Charlie Hebdo: l'auteur des menaces contre des librairies de Jette court toujours

Le numéro de Charlie Hebdo dit "des survivants".
Le numéro de Charlie Hebdo dit "des survivants". - © SIA KAMBOU - AFP

Plus d'un an après les faits, l'auteur des menaces contre des librairies de Jette court toujours. A la mi-janvier 2015, au moins quatre points de vente de la commune recevait un étrange courrier anonyme. Celui-ci, rédigé en français mais se référant à Allah menaçait les gérants et leur personnel s'ils vendaient le numéro de Charlie Hebdo dit "des survivants", imprimé quelques jours à peine après les attentats ayant visé la rédaction du journal satirique. En une de cette édition, une nouvelle caricature du prophète Mahomet et ce message: "Tout est pardonné"

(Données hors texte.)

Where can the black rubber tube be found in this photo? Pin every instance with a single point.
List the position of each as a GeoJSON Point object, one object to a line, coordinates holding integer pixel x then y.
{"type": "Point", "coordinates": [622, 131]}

Selon le parquet de Bruxelles, l'enquête pour retrouver l'auteur de ces courriers "est toujours en cours". Une ou plusieurs pistes sont-elles pour l'instant explorées? Certainement, auquel cas le dossier aurait été classé. Reste qu'à l'époque, vu le contexte terroriste, le parquet promettait de résoudre rapidement cette affaire. "Le parquet de Bruxelles prend l’envoi de ces quatre lettres très au sérieux et va mettre tous les moyens techniques à sa disposition (analyse d’images de caméras de vidéosurveillance, enquêtes téléphoniques, etc.) pour retrouver l’auteur. Ce dernier sera poursuivi en cas d’identification. Dans le contexte actuel, ce type d’acte est intolérable", indiquait en janvier 2015 Laurens Dumont, porte-parole du parquet de Bruxelles.

Un contexte stressant

Du côté des libraires, un an après, on s'étonne de l'absence de résultats au niveau de l'enquête. Comme chez Lectura, place Werrie, qui avait été menacé: "C'est bizarre que l'enquête ne donne toujours rien. A l'époque, il faut avouer qu'on n'avait pas pris ces menaces très au sérieux. Mais vu le contexte actuel et les récents attentats à Paris, on ne serait plus très tranquille si une telle chose devait se reproduire." Ce libraire a toujours vendu Charlie Hebdo et n'entend pas renoncer. "Si on renonce, on va finir par céder pour tout le reste aussi.

En janvier 2015, à la réception des lettres de menaces, la police de la zone Ouest avait dépêché des hommes devant les commerces visés. "La police n'est restée qu'un ou deux jours", se souvient-on chez Lectura.